Later in the book, Kushner recalls his feelings about Trump giving Bannon a pardon, something he said he had no problem with.

“Bannon single-handedly caused more problems for me than anyone else in my time in Washington,” Kushner wrote. “He probably leaked and lied about me more than everyone else combined. He played dirty and dragged me into the mud of the Russia investigation. But now that he was in trouble, I felt like helping him was the right thing to do.”

Trump on Trillion Trees initiative: ‘What is this … bullshit?’

Trump, who has for years cast doubt on the effects of climate change despite labeling himself an “environmentalist,” initially scoffed at the idea of pledging to join the Trillion Trees Initiative, under which nations pledge to plant a combined 1 trillion trees to combat carbon pollution.

“What is this trillion trees bullshit?” Trump asked while reviewing his speech for the World Economic Forum in Davos, Switzerland, Kushner wrote.

“Are you trying to push more liberal shit on me?” Trump asked.

“No, it’s a smart idea,” Kushner responded, according to the book. “It costs zero dollars right now and conservatives like Kevin McCarthy love it. You always say you agree with the environmentalists in wanting clean air and clean water. The quality of both has actually improved under your presidency, but you never get any credit for it.”

“‘Fine. I’ll leave it in,’ the president huffed,” Kushner wrote.

Trump routinely claimed he was an environmentalist who wanted clean air and clean water, though his administration repeatedly loosened environmental restrictions. He also publicly conflated weather with climate change, and he skipped a key Group of Seven (G-7) summit focused on climate.

Trump holding up Bible at church was ‘improvised’

When Trump and a coterie of aides walked across the street from the White House to St. John’s Church in Lafayette Park, the plan was for the president to go inside the building, Kushner wrote.

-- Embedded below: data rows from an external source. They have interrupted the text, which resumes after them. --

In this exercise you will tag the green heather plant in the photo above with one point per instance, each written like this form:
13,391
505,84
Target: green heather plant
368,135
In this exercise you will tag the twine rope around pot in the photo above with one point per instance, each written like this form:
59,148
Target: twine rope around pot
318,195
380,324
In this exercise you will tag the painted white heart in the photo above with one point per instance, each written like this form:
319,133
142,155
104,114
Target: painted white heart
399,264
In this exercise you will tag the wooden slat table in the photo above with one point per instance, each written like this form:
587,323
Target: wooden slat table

But it was boarded up after a minor fire caused damage during demonstrations following the murder of George Floyd, leading Trump to hold up a Bible outside the building in a now infamous photo-op.

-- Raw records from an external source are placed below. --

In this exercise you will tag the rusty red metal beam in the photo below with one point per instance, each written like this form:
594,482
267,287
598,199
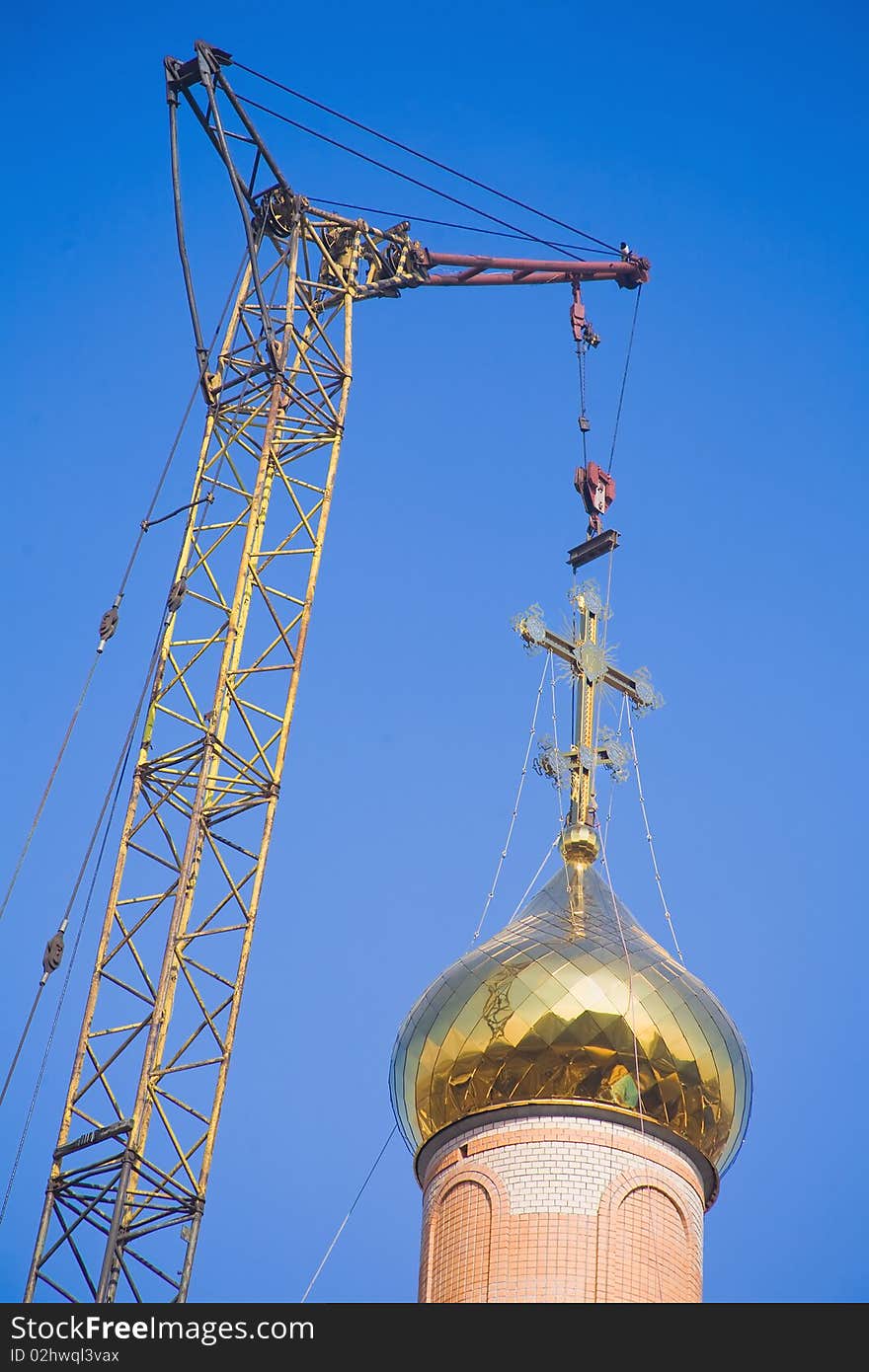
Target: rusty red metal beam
489,270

“[W]hen Trump walked through the empty Lafayette Square, which the US Park Police had cleared, he was surprised to find the church boarded up,” Kushner wrote. “He had planned to go inside and say a prayer, so he improvised by holding up his Bible in front of the church. 

“The press alleged that the president had emptied the square expressly for this visit. But that was not the case—the Park Police had cleared it as part of a preexisting plan to create a safer perimeter around the White House,” Kushner wrote.

Trump’s photo-op was widely panned after he stood silently holding a Bible, surrounded by other aides. The photo-op came moments after hundreds of demonstrators near the White House were cleared from the space following days of protests over Floyd’s killing.

Book paints flattering picture of Saudi crown prince

Kushner was known throughout his time in the White House to have a friendly relationship with Saudi Crown Prince Mohammed bin Salman, and Kushner’s book only reinforces that idea.

The crown prince, referred to throughout the book by his initials, MBS, is a prominent player throughout Kushner’s many meetings with Middle East leaders in hopes of a breakthrough on a peace agreement.

Much of Kushner’s focus when writing about MBS is on the crown prince’s supposed desire to modernize the kingdom and loosen restrictive laws toward women in particular, with little mention of Saudi Arabia’s glaring human rights issues.

Kushner does mention the murder of Jamal Khashoggi, a Saudi journalist who wrote critically of the Saudi government in The Washington Post. The crown prince “took responsibility for the fact that it happened on his watch, though he said he was not personally involved,” Kushner wrote.

U.S. intelligence officials have since concluded that the crown prince directed the killing of Khashoggi.

Later, Kushner weighs Khashoggi’s murder against the crown prince’s proposed reforms to Saudi society.

“While this situation was terrible, I couldn’t ignore the fact that the reforms that MBS was implementing were having a positive impact on millions of people in the kingdom—especially women,” Kushner wrote, noting under his rule, the crown prince allowed women the freedom to travel, participate in the economy and own property.